I generally subscribe to the notion that discount rates (the relative value of a dollar tomorrow versus a dollar today) are not constant over our lifetimes. Therefore, in our household, we train our children to save by paying them higher returns on deposits, that encourage saving behavior that would not occur at the adult "market clearing" interest rates.  I'm pretty confident stating this applies to twenty somethings too.  I suspect those with the bulk of the wealth in the world drive market clearing discount rates.  That means people over the age of 40.

(However, sometimes I'll convince myself the issue really reflects risk changes, or perceived risk changes.  For example, my kids don't control their time.  So, when confronted with the chance to buy a toy right now in the store, versus tomorrow in a store where the same item will cost significantly less, they face meaningful risk they won't get to the store tomorrow, so they pay the high price today.)

One other observation: We all think we're special.  I discuss this topic as it relates to credit risk in this post.  You've probably heard the example of driving skill--standard fodder for behavioral economics discussions.  Ask a room full of people to raise their hand if they are above average drivers.  Virtually every hand will go up.  (Although I haven't had an accident since I was 16, I confidently state I'm a below average driver.) 

So, we take these two observations: Younger people have higher discount rates, and we're all optimistic. High discount rates mean we don't care about large liabilities that will hit us far in the future, (which accounts for most healthcare spending.) A strong dose of optimism about our own health prospects, both injury risk (I'm not going to break my legs on that half-pipe) and slow deterioration, (yes, most people get fat when they get old, but I won't,) means we don't believe the liabilities matter to us anyway!
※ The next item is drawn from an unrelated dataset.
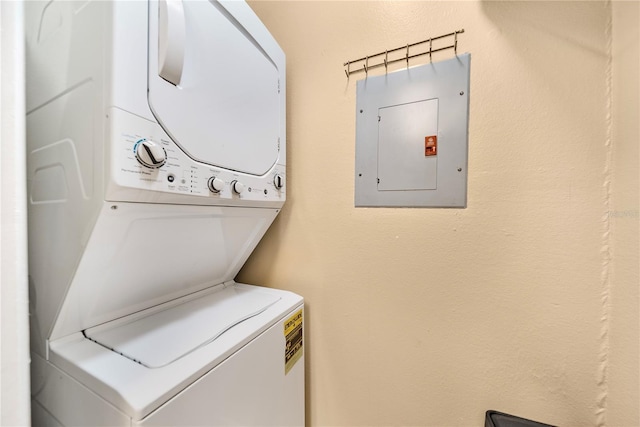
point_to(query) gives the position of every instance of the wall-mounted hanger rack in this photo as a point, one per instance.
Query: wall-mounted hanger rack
(385, 61)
The end result: We cannot possibly get young, healthy people to willingly pay enough for their future healthcare expense (in the form of insurance premiums) even before you talk about demographics and retiring baby boomers.

One more factor makes addressing long term liabilities (healthcare) very difficult now: Low interest rates.  Just like my kids who don't want to save in a commercial bank because pathetic interest rates pay them nothing, health insurers cannot rely on the "float" of insurance premiums to cover their costs and profit margins.


  1. This seems to support the "it's all demographics" view of how the world operates. By your theory, as the US population has aged, discount rates should drop, and there should presumably be a long-term differential between aged nations (the US and Europe) and youthful ones (the Mideast and Asia), with the happy consequence that productive young people can profitably borrow from us old relics.


  2. I think a big factor in how much money kids save might be what percentage of the things kids see that they want that the parents are willing to buy. In my almost-rural life here in Madison, I notice that kids are not exposed to very much advertising, so most of what they want (goggles for swim lessons, a soccer ball, new boots) is stuff that seems reasonable for a parent to buy.


  3. @Terence: I think I agree, in that if I agree with my hypothesis of age varying discount rates, then your demographic argument follows. However, when I wake up on the other side of the bed, and believe it's driven by risk, not age, then I'm not so certain.

    @Penelope: I think your point may be interesting in a different context, but not the discounting one. For example, you are saying if kids only ask Mom or Dad to buy (healthy) food at meal time, then neither parents nor kids have any insight into discounting or saving behavior. However, the interesting (theoretical!!) experiment with kids who don't ask for stuff would be to give them food only once a week, and see how effectively they saved the food they like best to eat later in the week. My guess is that they'd still eat all of their favorite food on day one, not a little each day.